Now, if you love Webflow, as I do, you may already know that creating micro-interactions is easy and fun to do. Plus, being able to create complex interactions, in a visual manner, greatly speeds up the time to production.

However, I do enjoy integrating pre-created libraries, and Micron JS was the most groovy one I recently found for interactions.

Micron JS is a micro-interaction library built with CSS Animations and controlled by JavaScript Power

How, when using Webflow?

Step 1

Include both the Micron CSS and JavaScript files in the header section of your document.

Step 2

Add the data-micron=”interaction attribute to the respective element.

A good thing to note: HTML attributes can be used to append additional information to your elements — they define characteristics of an HTML element.

The Webflow is to do the following:

  • Select the element you want to add the custom attribute to
  • Go to the Settings Panel (D)
  • Add a custom attribute
  • Specify the name and the value

Step 3

Click Save, and Publish

And, Voila! you are already there.

You miss 100% of the shots you don’t take

Because designers largely aren’t used to designing 300 — 400 millisecond animations, it’s easy to forgot the details and stop seeing them as what they are — opportunities.

Micro-interactions can make the experience between a user and a site more fun, easy, effective, and human. We don’t notice these micro-interactions. They are subtle and brief; but, they can make a product something a user loves.

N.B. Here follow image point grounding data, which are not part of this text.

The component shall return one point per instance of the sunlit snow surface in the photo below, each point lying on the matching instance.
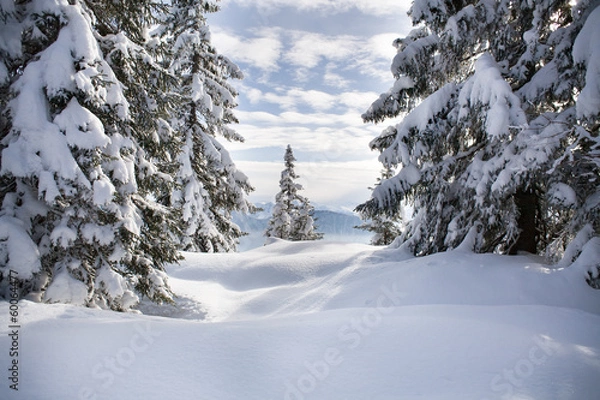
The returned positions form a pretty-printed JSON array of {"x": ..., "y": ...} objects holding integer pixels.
[{"x": 325, "y": 320}]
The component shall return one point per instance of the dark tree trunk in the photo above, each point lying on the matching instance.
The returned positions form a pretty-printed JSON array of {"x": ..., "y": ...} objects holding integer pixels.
[{"x": 527, "y": 203}]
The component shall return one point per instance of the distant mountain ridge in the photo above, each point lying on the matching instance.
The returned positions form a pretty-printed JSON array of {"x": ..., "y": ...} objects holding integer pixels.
[{"x": 336, "y": 224}]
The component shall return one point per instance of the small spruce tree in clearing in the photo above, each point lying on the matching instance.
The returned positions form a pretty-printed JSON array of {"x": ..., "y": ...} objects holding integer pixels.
[
  {"x": 292, "y": 214},
  {"x": 386, "y": 228}
]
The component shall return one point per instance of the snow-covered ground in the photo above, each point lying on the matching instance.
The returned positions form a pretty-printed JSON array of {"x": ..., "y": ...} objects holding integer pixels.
[{"x": 324, "y": 320}]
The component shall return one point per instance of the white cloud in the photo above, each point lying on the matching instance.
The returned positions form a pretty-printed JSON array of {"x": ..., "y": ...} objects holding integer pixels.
[
  {"x": 303, "y": 52},
  {"x": 350, "y": 180},
  {"x": 319, "y": 101},
  {"x": 371, "y": 7},
  {"x": 262, "y": 51},
  {"x": 333, "y": 79}
]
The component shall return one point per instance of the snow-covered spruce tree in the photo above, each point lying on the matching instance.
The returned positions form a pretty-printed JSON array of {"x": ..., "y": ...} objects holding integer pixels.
[
  {"x": 386, "y": 227},
  {"x": 209, "y": 186},
  {"x": 292, "y": 217},
  {"x": 499, "y": 136},
  {"x": 78, "y": 223}
]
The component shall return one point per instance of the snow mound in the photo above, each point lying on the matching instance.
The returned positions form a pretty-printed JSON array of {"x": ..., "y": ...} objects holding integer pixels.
[{"x": 326, "y": 320}]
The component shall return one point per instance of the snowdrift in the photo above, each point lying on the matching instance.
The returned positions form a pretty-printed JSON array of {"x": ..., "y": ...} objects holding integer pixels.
[{"x": 324, "y": 321}]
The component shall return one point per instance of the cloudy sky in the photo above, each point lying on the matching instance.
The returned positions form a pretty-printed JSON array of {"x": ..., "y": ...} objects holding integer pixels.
[{"x": 311, "y": 67}]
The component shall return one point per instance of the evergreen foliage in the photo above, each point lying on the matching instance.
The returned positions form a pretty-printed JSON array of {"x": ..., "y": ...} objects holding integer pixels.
[
  {"x": 90, "y": 152},
  {"x": 500, "y": 105},
  {"x": 209, "y": 186},
  {"x": 386, "y": 228},
  {"x": 292, "y": 217}
]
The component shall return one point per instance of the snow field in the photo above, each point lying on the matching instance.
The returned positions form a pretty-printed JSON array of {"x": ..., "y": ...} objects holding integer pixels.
[{"x": 323, "y": 320}]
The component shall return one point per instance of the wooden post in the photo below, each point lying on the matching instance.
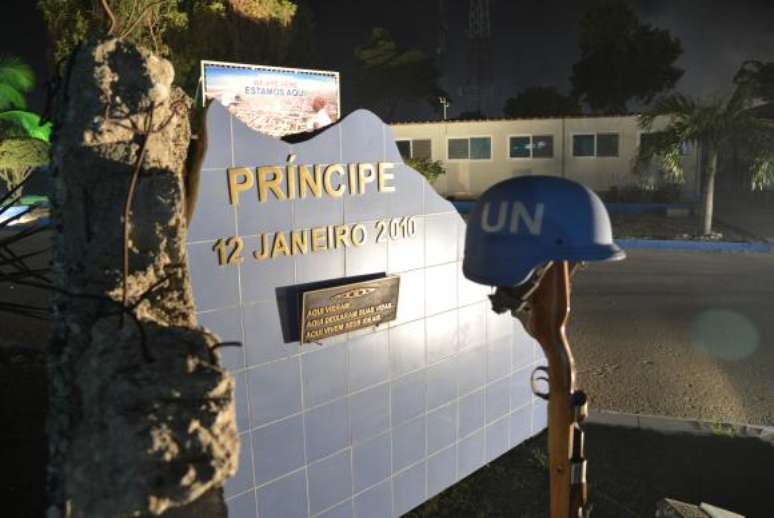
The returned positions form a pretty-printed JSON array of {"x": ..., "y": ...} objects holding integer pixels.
[{"x": 549, "y": 311}]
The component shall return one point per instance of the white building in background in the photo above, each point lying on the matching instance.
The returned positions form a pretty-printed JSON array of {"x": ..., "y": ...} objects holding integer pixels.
[{"x": 598, "y": 151}]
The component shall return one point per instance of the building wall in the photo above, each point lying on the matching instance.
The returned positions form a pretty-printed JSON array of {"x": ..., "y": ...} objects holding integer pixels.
[{"x": 599, "y": 173}]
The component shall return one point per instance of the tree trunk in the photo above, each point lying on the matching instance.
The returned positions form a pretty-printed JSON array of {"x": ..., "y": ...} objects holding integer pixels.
[
  {"x": 709, "y": 190},
  {"x": 141, "y": 419}
]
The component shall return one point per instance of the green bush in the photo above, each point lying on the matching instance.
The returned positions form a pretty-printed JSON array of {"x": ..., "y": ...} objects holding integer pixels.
[{"x": 428, "y": 168}]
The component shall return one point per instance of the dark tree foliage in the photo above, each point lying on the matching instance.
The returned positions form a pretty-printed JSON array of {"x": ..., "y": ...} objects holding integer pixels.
[
  {"x": 388, "y": 75},
  {"x": 540, "y": 101},
  {"x": 622, "y": 59}
]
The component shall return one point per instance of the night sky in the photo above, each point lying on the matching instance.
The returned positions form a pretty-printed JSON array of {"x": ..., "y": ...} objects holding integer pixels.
[{"x": 534, "y": 41}]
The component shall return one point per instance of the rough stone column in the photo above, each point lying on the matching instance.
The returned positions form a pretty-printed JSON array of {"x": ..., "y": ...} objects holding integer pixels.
[{"x": 141, "y": 416}]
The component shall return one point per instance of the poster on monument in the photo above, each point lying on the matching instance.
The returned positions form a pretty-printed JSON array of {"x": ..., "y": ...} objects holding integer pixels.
[{"x": 272, "y": 100}]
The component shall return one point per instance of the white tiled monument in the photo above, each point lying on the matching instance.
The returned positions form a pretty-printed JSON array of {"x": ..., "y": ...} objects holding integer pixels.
[{"x": 372, "y": 422}]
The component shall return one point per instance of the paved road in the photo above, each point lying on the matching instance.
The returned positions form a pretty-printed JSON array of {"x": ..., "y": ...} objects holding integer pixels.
[{"x": 688, "y": 334}]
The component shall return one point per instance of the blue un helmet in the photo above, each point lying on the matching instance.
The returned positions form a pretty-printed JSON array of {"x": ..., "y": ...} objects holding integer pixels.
[{"x": 522, "y": 223}]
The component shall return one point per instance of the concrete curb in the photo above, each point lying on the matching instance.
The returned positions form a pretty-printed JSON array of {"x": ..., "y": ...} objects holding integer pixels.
[
  {"x": 672, "y": 425},
  {"x": 707, "y": 246}
]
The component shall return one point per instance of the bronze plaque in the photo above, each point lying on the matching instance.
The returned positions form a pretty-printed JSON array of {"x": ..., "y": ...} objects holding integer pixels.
[{"x": 341, "y": 309}]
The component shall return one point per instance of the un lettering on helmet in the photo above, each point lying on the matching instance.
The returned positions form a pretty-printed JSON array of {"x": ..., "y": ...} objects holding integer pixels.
[{"x": 520, "y": 218}]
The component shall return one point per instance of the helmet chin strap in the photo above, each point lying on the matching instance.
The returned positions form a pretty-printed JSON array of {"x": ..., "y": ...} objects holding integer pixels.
[{"x": 516, "y": 298}]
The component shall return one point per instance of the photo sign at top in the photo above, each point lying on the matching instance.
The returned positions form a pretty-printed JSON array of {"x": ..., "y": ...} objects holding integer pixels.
[
  {"x": 402, "y": 381},
  {"x": 273, "y": 100}
]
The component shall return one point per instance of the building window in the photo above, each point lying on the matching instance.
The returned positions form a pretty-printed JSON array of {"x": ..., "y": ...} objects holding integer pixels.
[
  {"x": 651, "y": 139},
  {"x": 607, "y": 144},
  {"x": 416, "y": 148},
  {"x": 520, "y": 147},
  {"x": 421, "y": 149},
  {"x": 531, "y": 146},
  {"x": 404, "y": 146},
  {"x": 595, "y": 144},
  {"x": 473, "y": 148},
  {"x": 480, "y": 148},
  {"x": 543, "y": 146},
  {"x": 583, "y": 145},
  {"x": 458, "y": 149}
]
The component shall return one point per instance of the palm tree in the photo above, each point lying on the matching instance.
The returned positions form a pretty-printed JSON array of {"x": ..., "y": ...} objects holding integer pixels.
[
  {"x": 23, "y": 140},
  {"x": 16, "y": 81},
  {"x": 713, "y": 123}
]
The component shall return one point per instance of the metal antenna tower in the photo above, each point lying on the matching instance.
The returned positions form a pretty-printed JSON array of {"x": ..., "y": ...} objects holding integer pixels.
[{"x": 479, "y": 56}]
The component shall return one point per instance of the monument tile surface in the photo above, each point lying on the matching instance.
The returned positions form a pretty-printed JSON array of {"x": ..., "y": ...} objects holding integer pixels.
[{"x": 370, "y": 422}]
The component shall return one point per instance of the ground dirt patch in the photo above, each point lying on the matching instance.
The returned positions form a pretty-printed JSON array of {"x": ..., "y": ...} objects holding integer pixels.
[{"x": 629, "y": 471}]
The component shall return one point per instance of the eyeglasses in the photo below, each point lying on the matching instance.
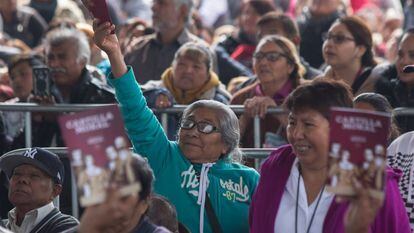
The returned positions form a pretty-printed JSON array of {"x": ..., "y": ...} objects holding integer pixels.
[
  {"x": 202, "y": 126},
  {"x": 270, "y": 56},
  {"x": 337, "y": 39}
]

In other words, micro-interactions have the potential to bridge the gap between the user and technology through an emotional and human connection.

Conclusion

The difference between a product you love and a product you tolerate is often the microinteractions you have with it.
— Dan Saffer

Not only do they improve functionality, they also make your interface more engaging, taking a dull experience and making it more fun, memorable and easier to learn.

Integrate Micron JS into your Webflow project, to take micro-interactions for a spin.